Romances came and went— a violinist who toured with him for a summer, a poet who understood his silences, even a brief spark with a producer who laughed like Mara but stayed her own person. None rooted deep; Kyle had learned to love without possession, the one-sided flame for Mara now a steady ember fueling his craft rather than consuming it.

One crisp autumn evening, an envelope arrived at the bookstore, forwarded from his PO box. Mara's handwriting—familiar, looping. Inside: a simple card, gold-embossed waves framing the words *You're Invited*. Their wedding. Ocean sunrise, same beach where she'd once taught kids to sing to the sea. "It would mean the world if you came," she'd written. "You've been family through it all."

Kyle sat at his desk, card in hand, the harbor fog rolling in like old memories. Flashbacks played: her first laugh in the shop, storm-lit confessions unspoken, the conch shell still on his shelf. He pulled out the attic journals—dozens now—pages thick with unsent letters. *If only you'd turned my way. If only the song had been enough.*

He carried them to the backyard fire pit, one by one. Flames licked the edges, words curling into ash: *I love you*, *Choose me*, *Stay*. The smoke rose clean, carrying weight into the wind.
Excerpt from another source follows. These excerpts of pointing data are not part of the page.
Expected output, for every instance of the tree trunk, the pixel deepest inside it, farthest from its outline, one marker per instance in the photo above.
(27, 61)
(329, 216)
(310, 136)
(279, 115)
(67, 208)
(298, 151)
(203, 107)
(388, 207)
No more holding patterns.

Mara's reply came swift: *Can't wait to see you there. Eli says hi—wants to hear your new stuff.* He smiled, typing back: *Wouldn't miss it. Happy for you both.*

The footprints of his longing receded with the tide—erased, not forgotten. Kyle packed a suit, booked the train. Closure waited on that beach, not in possession, but in witness. His heart, once anchored to her shore, now floated free, ready for whatever dawn came next.